Hiya and I am new here, I have only been carving for a little while and I have an idea for a carving on a hollowform I have turned on my wood lathe, the problem is the shape!

I can use 3dsmax to make a replica in 3d space to see how the stencil will look, I can use photoshop to make the design but the paper printout to wrap on the real hollowform will never wrap right.

is there a way or a guide that I can use to make the correct paper shape to wrap around the hollowform correctly? once the correct shape is printed the stencil will follow 

thanks.

Mark.


----------



## mrg (Mar 10, 2010)

Make your stencil, print it out. Cut in half at the split of the top and bottom. Apply the top half and then the bottom. This will allow you to add the stencil without it bunching up.

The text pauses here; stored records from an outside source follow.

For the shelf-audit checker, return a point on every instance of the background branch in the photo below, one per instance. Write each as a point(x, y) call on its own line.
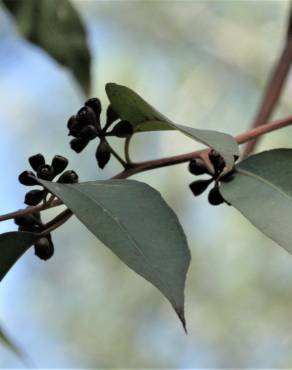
point(274, 88)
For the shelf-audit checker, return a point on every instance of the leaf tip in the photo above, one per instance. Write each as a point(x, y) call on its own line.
point(181, 315)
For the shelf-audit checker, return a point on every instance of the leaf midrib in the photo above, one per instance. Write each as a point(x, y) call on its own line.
point(151, 268)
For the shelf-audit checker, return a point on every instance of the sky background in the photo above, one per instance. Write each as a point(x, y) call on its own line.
point(202, 64)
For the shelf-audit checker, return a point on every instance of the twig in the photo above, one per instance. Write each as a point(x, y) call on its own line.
point(127, 149)
point(163, 162)
point(169, 161)
point(273, 90)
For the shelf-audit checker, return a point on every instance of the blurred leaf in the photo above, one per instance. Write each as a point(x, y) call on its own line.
point(56, 27)
point(133, 220)
point(12, 246)
point(5, 340)
point(262, 191)
point(131, 107)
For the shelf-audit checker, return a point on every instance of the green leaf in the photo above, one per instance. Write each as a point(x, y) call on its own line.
point(133, 220)
point(56, 27)
point(143, 117)
point(12, 246)
point(262, 191)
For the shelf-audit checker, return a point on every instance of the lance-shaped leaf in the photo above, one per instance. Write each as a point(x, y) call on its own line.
point(56, 27)
point(12, 246)
point(262, 191)
point(133, 220)
point(143, 117)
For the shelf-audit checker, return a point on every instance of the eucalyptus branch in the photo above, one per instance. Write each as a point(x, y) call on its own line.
point(127, 149)
point(273, 91)
point(135, 168)
point(173, 160)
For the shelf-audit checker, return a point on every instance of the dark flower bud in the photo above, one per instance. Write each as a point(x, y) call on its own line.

If need be you can split in half left and right. Where you cut add a 32 nd to a 16th to width and length for paper creep if needed.


----------



## MarkNotts (Jan 22, 2017)

> Make your stencil, print it out. Cut in half at the split of the top and bottom. Apply the top half and then the bottom. This will allow you to add the stencil without it bunching up. If need be you can split in half left and right. Where you cut add a 32 nd to a 16th to width and length for paper creep if needed.
> 
> - mrg


Thanks buddy and im sorry i omitted an important bit by accident, the stencil i want to design is for the top half wrapping around like say a beer or wine bottle label, it seems simple but nope :/ a lot of messing around with photoshop warp feature and trst prints has me arc warping at 55 to get the outer quarter circumference curve right but it all goes wrong about half way up the curve towards the rim :/ , i have bit the bullet and now dividing circumference segments into 8 but the paper still wants to bunch up


----------



## OSB (Dec 16, 2016)

Your problem is that you are trying to fit flat paper on a compound curve. No matter how small you divide it, it is not going to lay down smooth.

It might be possible to laser etch it with a rotary attachment. You could also print on a conical strip of plastic and vacuum form it to your curve.

If I had to do it, I would probably divide the surface in to a grid along with the template and use that to freehand copy the template on to the wood.


----------



## MarkNotts (Jan 22, 2017)

Thanks OSB i think ill have to divide into eighths, ibe been messing around all afternoon into early evening trying to work out the right scale and curve in photoshop so when printed it matches the curve of the form, i have a very close match

I designed a stencil like a tribal bezier curve design and i liked it, then when bent and shaped in 3dsmax to fit the model it did what i though it would , compress the top of the design and stretch the bottom so a re design was needed :/

Anyways its done and cut up into eigths, ill masking tape the hollowform then 3m spray the stencil sections onto the masking tape, any mismatching before piercing ill just blend it with the power carver i have


----------